Поднявшись на ступеньки, Вафил обнял уже не холодный мрамор, а горячее упругое тело, трепетное и прекрасное.

Так, не смертной было суждено видеть, как в первой раз посинели его светлые глаза, и изведать первые объятья, в которых страсть является лучшей руководительницей, заменяя дерзость и опытность.

Глава X

Даже из-за гор приходили на погребение Вафила все, до кого долетела горестная весть о необычайной кончине юноши.

Только к вечеру следующего дня приехавшим из города Емподием было найдено тело и рядом одежды в розовом углублении водоема у подножья статуи Афродиты.

Прекрасное тело так мало походило на труп, что целых пять дней не решались Бион и другие искусные врачи утверждать, что дух уже покинул свою земную темницу, чтобы в Элизиуме занять достойное место среди богов и героев.

Однако еще среди колебаний были сделаны уже все приготовления к погребению. Белых астр, опустошив цветники Терпандра, принесли девушки и устлали пол благовонными травами. Как жениха на брачный пир, увили Вафила белой туникой; волосы украсили венком; руки умастили мазями. На крылатых кадильницах Терпандр сжег ароматные смолы и курения. Спущенный полог давал постоянный сумрак и вместе с тем пропускал тонкие лучи солнца, игравшего на лице умершего странным, живым румянцем.

Безмолвно белела в сумраке победительница Афродита, даже улыбкой не выдавая своего торжества; благовонный шепот и подавленные вздохи не заглушали успокоительного журчания водоема.

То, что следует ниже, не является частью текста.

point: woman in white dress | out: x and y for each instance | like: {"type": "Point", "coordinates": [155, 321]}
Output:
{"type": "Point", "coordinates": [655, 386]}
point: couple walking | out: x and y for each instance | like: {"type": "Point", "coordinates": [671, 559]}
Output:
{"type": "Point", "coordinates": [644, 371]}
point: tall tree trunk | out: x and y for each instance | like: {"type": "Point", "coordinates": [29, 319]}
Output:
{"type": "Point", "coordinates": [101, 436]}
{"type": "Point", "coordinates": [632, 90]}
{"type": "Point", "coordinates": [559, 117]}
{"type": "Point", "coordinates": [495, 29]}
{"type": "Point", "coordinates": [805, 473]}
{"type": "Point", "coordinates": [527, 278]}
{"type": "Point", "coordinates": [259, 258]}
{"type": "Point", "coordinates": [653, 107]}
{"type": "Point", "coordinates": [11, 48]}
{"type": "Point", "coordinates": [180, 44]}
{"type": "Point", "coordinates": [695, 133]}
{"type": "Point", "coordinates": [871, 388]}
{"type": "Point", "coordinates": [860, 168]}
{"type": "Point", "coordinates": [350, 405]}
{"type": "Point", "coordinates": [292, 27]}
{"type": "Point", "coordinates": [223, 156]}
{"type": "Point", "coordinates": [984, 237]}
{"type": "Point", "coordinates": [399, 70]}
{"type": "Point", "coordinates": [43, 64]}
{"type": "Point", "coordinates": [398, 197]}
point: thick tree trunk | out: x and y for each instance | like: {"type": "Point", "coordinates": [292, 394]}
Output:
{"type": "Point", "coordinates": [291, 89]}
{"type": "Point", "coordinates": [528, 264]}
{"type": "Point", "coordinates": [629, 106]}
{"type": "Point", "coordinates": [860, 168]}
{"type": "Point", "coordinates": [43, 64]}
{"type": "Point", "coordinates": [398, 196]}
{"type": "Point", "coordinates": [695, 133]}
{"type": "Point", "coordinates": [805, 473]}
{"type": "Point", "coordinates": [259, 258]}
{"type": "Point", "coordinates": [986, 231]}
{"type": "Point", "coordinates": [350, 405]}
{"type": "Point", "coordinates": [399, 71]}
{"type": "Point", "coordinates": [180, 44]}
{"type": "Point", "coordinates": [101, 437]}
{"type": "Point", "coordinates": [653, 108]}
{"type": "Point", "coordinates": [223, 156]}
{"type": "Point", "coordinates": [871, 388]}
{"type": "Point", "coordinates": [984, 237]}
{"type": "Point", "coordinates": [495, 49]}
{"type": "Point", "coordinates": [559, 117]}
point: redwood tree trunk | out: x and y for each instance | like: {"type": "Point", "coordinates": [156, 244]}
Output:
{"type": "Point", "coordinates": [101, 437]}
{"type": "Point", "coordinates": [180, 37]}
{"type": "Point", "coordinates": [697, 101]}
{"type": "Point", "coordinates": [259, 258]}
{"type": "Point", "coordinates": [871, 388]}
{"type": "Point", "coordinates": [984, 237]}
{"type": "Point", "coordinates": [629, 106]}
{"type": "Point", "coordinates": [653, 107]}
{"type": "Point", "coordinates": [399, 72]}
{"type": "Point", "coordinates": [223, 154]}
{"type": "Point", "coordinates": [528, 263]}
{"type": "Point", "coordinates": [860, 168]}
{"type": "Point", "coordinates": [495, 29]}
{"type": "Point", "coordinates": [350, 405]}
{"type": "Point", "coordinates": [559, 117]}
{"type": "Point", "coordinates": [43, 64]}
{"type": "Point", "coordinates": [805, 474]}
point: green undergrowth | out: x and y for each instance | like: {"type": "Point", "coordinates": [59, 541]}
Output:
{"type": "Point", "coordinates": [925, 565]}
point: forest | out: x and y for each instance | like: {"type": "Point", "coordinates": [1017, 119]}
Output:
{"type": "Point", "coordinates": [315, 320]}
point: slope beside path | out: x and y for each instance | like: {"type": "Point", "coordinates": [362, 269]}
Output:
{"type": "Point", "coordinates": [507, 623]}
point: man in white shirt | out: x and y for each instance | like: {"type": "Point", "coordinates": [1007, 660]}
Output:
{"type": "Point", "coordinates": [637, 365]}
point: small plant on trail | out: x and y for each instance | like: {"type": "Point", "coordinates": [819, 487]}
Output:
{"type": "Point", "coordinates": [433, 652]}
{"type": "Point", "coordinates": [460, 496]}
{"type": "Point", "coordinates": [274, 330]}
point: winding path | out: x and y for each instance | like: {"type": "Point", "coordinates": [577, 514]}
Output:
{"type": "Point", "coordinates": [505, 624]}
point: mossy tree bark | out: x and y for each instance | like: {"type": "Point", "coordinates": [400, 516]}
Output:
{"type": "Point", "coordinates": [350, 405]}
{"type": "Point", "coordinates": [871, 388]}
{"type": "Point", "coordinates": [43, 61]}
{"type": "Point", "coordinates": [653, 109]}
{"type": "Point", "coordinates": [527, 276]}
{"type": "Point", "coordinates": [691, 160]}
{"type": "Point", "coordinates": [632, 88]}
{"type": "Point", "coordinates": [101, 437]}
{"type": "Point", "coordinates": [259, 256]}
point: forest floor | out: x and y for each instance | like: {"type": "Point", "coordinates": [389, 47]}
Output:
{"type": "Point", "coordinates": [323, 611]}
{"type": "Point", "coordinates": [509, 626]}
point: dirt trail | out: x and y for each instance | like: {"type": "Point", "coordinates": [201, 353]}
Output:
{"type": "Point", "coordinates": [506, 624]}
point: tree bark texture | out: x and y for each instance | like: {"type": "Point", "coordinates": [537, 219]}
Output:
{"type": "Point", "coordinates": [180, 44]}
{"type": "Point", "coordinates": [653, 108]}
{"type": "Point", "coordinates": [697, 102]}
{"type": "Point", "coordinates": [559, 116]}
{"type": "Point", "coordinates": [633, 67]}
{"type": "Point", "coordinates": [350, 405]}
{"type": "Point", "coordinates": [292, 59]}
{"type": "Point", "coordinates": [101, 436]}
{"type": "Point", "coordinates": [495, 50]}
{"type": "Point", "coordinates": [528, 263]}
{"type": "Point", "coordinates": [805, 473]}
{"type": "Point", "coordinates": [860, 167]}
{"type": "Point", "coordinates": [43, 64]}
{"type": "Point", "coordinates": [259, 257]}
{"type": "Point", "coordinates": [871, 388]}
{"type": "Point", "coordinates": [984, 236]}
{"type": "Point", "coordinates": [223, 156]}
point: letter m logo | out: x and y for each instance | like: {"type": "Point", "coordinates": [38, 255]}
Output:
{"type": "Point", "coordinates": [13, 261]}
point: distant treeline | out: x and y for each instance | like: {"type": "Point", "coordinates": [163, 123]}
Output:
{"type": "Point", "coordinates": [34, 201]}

Больше всех из девушек, конечно, плакала ненасытившая свою страсть Главкис, даже нарушая приличие и благочиние своими воплями и стонами. Несносная печаль разрывала ее сердце, еще переполненное неразделенной любовью. Никогда уже не узнает она радости; никогда не будет владеть прекрасным телом возлюбленного; даже сладкими воспоминаниями не могла она утешить себя, потому что воспоминанья о бесплодных ласках Вафила только еще больше увеличивали ее беспримерные, невыносимые страданья.

Много толков вызвала эта смерть, казавшаяся столь необъяснимой и несправедливой, ибо никто не мог знать, что еще на земле Вафил был счастливейшим из смертных любовников.

И только Терпандр, отметив в своих таблетках день погребения Вафила, осенний, хотя

и ясный, возбуждающий какое-то необъяснимое беспокойство ветром, засыпающим пылью, багровым солнцем, шумом деревьев и недалекого моря, еще недостаточно спокойный, чтобы написать элегию{135} правильным размером, записал: «Милость и мудрость богов, хотя бы и не всегда ясная для нашего бедного рассудка, всегда прозревается в, казалось бы, даже совершенно лишенных справедливости и разумности случаях нашей жизни».

Флейты же Вафила он увез с собой на память об осени, проведенной у моря.

РАССКАЗЫ {136}

КНИГА II [52]

Эта книга посвящается Н. А Зборовской

I

ПЕТЕРБУРГСКИЕ АПОКРИФЫ [53]

52

Рассказы, здесь помещенные, были впервые напечатаны в журналах «Аполлон», «Весы», «Новая жизнь», «Новый журнал для всех», в газетах «Речь», «Современное слово» и «Утро России». — Примеч. авт.

53

В цикле «Петербургские апокрифы» сохранены особенности авторской орфографии и пунктуации, отражающие специфику литературного языка XVIII — начала XIX вв. — Примеч. ред.

Камни мостовых, стены старых домов, площади, дворцы и церкви много таят в себе загадочных, странных историй. Страшные преступления, прекрасные подвиги совершались здесь когда-то.

Никто не знает, что было, как было.

Когда в сумерках брожу я, отуманенный чарами вечернего города, по этим же улицам, мимо этих же дворцов, вдоль блестящих каналов, — мне начинает казаться, что слышу далекие голоса, вижу давно забытые лица, воскресает в призрачном очаровании то, что когда-то жило здесь.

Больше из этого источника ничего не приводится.